La figura del argentino sigue ocupando un lugar especial en la memoria rojiblanca. Entre 2015 y 2018, Almeyda transformó a un equipo que navegaba entre la incertidumbre y la irregularidad en un proyecto competitivo capaz de conquistar la Liga MX, la Copa MX y la Liga de Campeones de Concacaf. Más allá de los títulos, construyó una identidad reconocible y una conexión profunda con la afición.
Un legado difícil de igualar
El impacto de Almeyda no se mide únicamente en trofeos. Su etapa estuvo marcada por una apuesta constante por el talento mexicano, una estructura de juego clara y un grupo que encontró estabilidad en momentos donde el club necesitaba recuperar credibilidad deportiva.
Desde su salida, Guadalajara ha atravesado distintos procesos, cambios de entrenadores y proyectos deportivos que no han logrado replicar aquella continuidad. Aunque el club ha tenido momentos competitivos y apariciones en instancias importantes, la sensación de una identidad consolidada sigue siendo una tarea pendiente.
La comparación es inevitable
La llegada del argentino a Rayados garantiza que las comparaciones volverán a ocupar espacio en el debate futbolístico mexicano.
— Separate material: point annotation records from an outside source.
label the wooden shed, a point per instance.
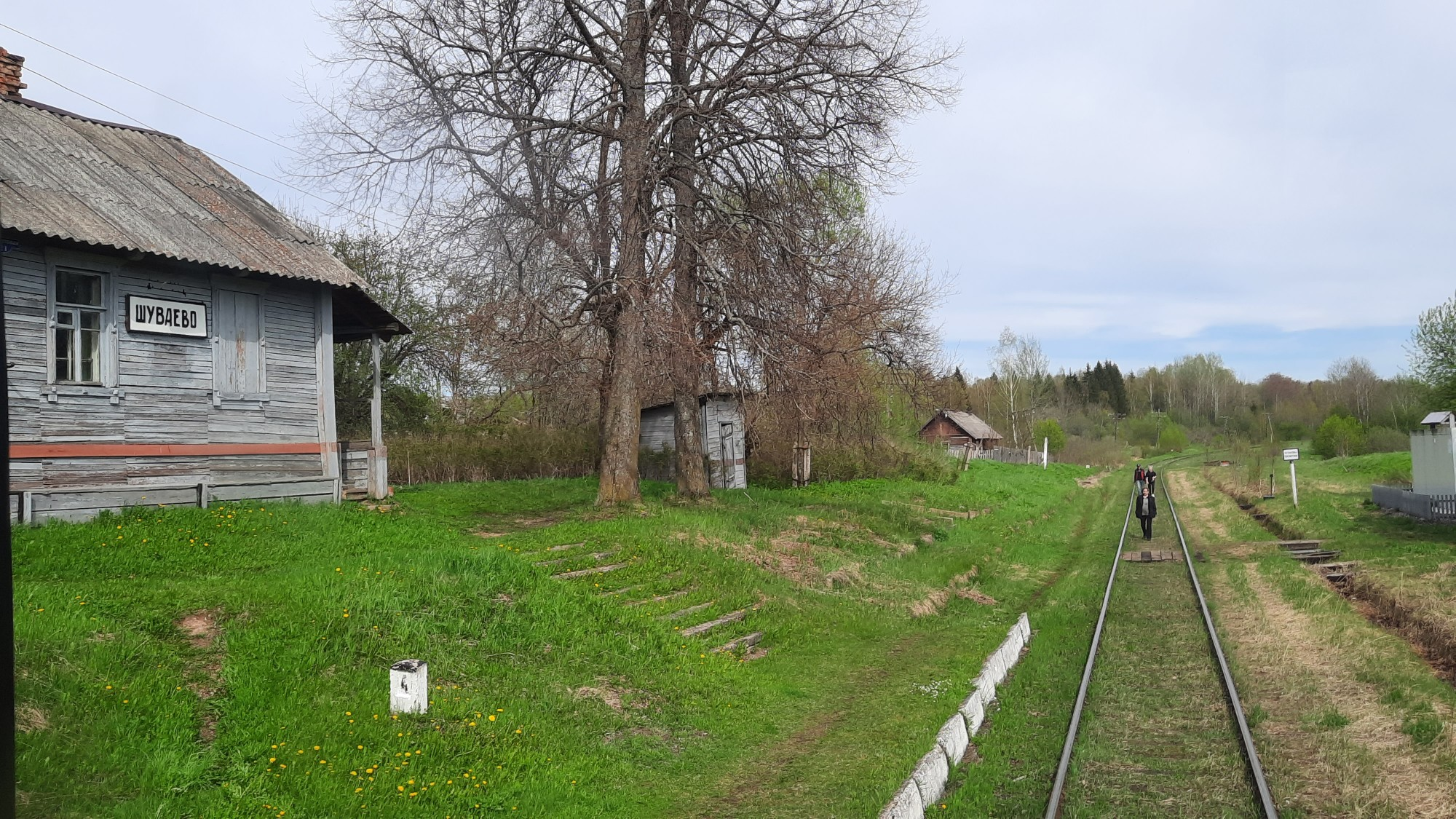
(171, 334)
(723, 436)
(963, 433)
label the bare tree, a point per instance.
(1355, 382)
(601, 133)
(1023, 379)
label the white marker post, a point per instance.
(410, 687)
(1292, 455)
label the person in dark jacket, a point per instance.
(1147, 510)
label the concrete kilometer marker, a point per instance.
(410, 687)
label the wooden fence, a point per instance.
(1428, 507)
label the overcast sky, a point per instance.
(1129, 181)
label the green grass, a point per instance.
(315, 602)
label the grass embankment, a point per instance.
(1349, 720)
(232, 662)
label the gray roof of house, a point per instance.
(69, 177)
(972, 426)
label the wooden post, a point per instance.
(378, 464)
(410, 687)
(324, 360)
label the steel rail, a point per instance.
(1251, 755)
(1055, 803)
(1247, 739)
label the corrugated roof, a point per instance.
(69, 177)
(972, 426)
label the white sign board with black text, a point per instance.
(167, 317)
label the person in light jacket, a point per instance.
(1147, 510)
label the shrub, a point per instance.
(493, 455)
(1051, 430)
(1385, 439)
(1340, 436)
(1173, 439)
(1093, 452)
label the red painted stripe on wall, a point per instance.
(157, 449)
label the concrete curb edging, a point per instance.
(928, 780)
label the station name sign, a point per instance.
(167, 317)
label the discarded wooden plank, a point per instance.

No porque Almeyda haya buscado convertirse en referencia permanente de Chivas, sino porque los resultados obtenidos durante su gestión siguen funcionando como punto de referencia para medir el presente del club.
Para Monterrey, la contratación representa la apuesta por un técnico con experiencia internacional y capacidad probada para gestionar vestidores de alta exigencia. Para Guadalajara, en cambio, su regreso al futbol mexicano funciona como un recordatorio de una etapa que todavía conserva peso simbólico dentro de la institución.
El tiempo dirá si Almeyda logra construir una nueva historia de éxito en la Liga MX. Lo que parece seguro es que cada paso que dé en Monterrey será observado también desde Guadalajara, donde su legado continúa siendo una de las últimas grandes referencias de estabilidad y títulos.